Description

Optimized desktop automation with mouse, keyboard, and screen control

README (SKILL.md)

Desktop Control Skill

Name: lazy
Author: niveroviero

High-performance desktop automation for OpenClaw. Optimized for minimal latency, efficient resource usage, and robust error handling.

🚀 Quick Start

from desktop_control import DesktopController

# Context manager ensures cleanup
with DesktopController() as dc:
    dc.move_mouse(500, 300)
    dc.click()
    dc.type_text("Hello World!")

📦 Installation

pip install -r requirements.txt

✨ Features

Mouse Control

Instant movements (0ms overhead)
Smooth animations with easing curves
Relative positioning from current location
Click variations: left, right, middle, double
Drag & drop with configurable duration
Scroll: vertical and horizontal

Keyboard Control

Type text with WPM or interval control
Hotkeys (Ctrl+C, Alt+Tab, etc.)
Key combinations via context manager
Individual key press/hold/release

Screen Operations

Fast screenshots to file or PIL Image
Pixel color reading
Image finding on screen (OpenCV)
Region capture for performance
Wait for image with timeout

Window Management

List all windows
Activate by title (partial match)
Get active window

Safety Features

Corner failsafe - move mouse to any corner to abort
Bounds checking - prevents off-screen coordinates
Retry logic - auto-retry flaky operations
Approval mode - ask before each action

🔧 API Reference

DesktopController

DesktopController(
    failsafe: bool = True,          # Abort on corner detection
    require_approval: bool = False,  # Ask before actions
    log_level: int = logging.INFO   # Verbosity
)

Context Manager Support:

with DesktopController() as dc:
    # Automatic cleanup on exit
    dc.type_text("Hello")

Mouse Operations

`move_mouse(x, y, duration=0, smooth=True)`

Move to absolute coordinates instantly or with animation.

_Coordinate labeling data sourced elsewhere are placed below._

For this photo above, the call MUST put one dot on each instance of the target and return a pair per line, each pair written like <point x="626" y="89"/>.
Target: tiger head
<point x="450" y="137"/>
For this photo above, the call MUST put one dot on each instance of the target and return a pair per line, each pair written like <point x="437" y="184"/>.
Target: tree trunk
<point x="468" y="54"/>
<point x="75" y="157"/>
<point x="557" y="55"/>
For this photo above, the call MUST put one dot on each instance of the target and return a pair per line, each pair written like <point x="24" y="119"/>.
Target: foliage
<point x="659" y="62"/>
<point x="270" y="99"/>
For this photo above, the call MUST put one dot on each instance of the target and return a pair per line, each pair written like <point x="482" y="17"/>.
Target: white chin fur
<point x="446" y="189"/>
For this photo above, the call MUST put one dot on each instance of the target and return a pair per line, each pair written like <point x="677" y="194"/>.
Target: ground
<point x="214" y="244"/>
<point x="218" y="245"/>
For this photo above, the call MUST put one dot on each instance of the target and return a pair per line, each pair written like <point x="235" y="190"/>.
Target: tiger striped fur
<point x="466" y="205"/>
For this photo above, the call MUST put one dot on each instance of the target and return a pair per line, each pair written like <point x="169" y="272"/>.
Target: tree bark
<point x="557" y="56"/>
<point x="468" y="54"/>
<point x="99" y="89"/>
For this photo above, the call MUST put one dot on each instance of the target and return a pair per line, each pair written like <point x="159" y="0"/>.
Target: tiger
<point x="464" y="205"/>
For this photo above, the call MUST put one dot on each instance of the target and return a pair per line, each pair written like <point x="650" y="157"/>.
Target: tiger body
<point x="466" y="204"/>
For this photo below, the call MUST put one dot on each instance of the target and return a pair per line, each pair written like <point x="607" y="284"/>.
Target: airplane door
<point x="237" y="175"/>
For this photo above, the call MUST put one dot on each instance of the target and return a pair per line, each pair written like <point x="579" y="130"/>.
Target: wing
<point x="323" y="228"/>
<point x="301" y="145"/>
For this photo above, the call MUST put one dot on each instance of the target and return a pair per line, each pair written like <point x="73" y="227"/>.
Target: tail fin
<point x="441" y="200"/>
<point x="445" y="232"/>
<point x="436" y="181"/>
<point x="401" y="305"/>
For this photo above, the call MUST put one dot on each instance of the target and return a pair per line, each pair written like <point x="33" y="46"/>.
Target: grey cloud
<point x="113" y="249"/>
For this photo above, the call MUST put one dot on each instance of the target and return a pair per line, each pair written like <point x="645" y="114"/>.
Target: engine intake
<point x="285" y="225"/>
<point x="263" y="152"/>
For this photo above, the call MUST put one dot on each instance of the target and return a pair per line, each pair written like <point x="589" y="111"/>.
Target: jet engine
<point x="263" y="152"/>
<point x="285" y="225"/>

dc.move_mouse(1000, 500)                    # Instant
dc.move_mouse(1000, 500, duration=0.5)      # Smooth 0.5s
dc.move_mouse(1000, 500, smooth=False)      # Linear movement

`move_relative(dx, dy, duration=0)`

Move from current position.

dc.move_relative(100, -50)   # Right 100, Up 50

`click(x=None, y=None, button='left', clicks=1, interval=0.05)`

Click with retry logic.

dc.click()                          # Current position
dc.click(500, 300)                  # Specific position
dc.click(button='right')            # Right click
dc.double_click(500, 300)           # Double click (convenience)

`drag(x1, y1, x2, y2, duration=0.3, button='left')`

Drag from point to point.

# Drag file from A to B
dc.drag(200, 200, 800, 500, duration=0.5)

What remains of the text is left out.